Быстро промчалась гроза, солнце вновь засияло в безоблачной тверди небесной, деревья, кусты и трава оживились, замолкшие птички громко запели в листве древесной, а Петр Степаныч все лежал на мокрой траве в перелеске, вспоминая каждое слово пленительной Дуни.
ГЛАВА ЧЕТЫРНАДЦАТАЯ
Гости один за другим разъезжались… Прежде всех в дорогу пустился удельный голова с Ариной Васильевной. Спешил он пораньше добраться домой, чтоб на ночь залечь во ржах на любимую перепелиную охоту. Поспешно уехал и Марко Данилыч с дочерью. Поехал не прямо домой: ожидая с Низовья рыбного каравана, решил встретить его на пристани, кстати же в городе были у него и другие дела.
Пока на прощанье пили чай у Манефы, Самоквасов сидел у окна рядом с Марко Данилычем и угодничал перед ним, стараясь ему полюбиться.
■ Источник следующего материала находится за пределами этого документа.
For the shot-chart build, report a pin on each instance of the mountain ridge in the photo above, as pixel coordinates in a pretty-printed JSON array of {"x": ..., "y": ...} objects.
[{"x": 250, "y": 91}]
В том он успел. Еще поутру Марко Данилыч, говоря с Патапом Максимычем, много хвалил вчерашнего именинника. Теперь Самоквасов свел разговор с Смолокуровым на дела свои, рассказал, сколько у них всего капиталу, сколько по смерти затворника-прадеда надо ему получить, помянул про свое намеренье вести от себя торговлю по рыбной части и просил не оставить его добрым советом. Рад был Марко Данилыч и подробно стал объяснять ему рыбное дело. Внимательно слушал его Самоквасов, впиваясь глазами в красавицу дочку, что сидела напротив отца, рядом с Аграфеной Петровной.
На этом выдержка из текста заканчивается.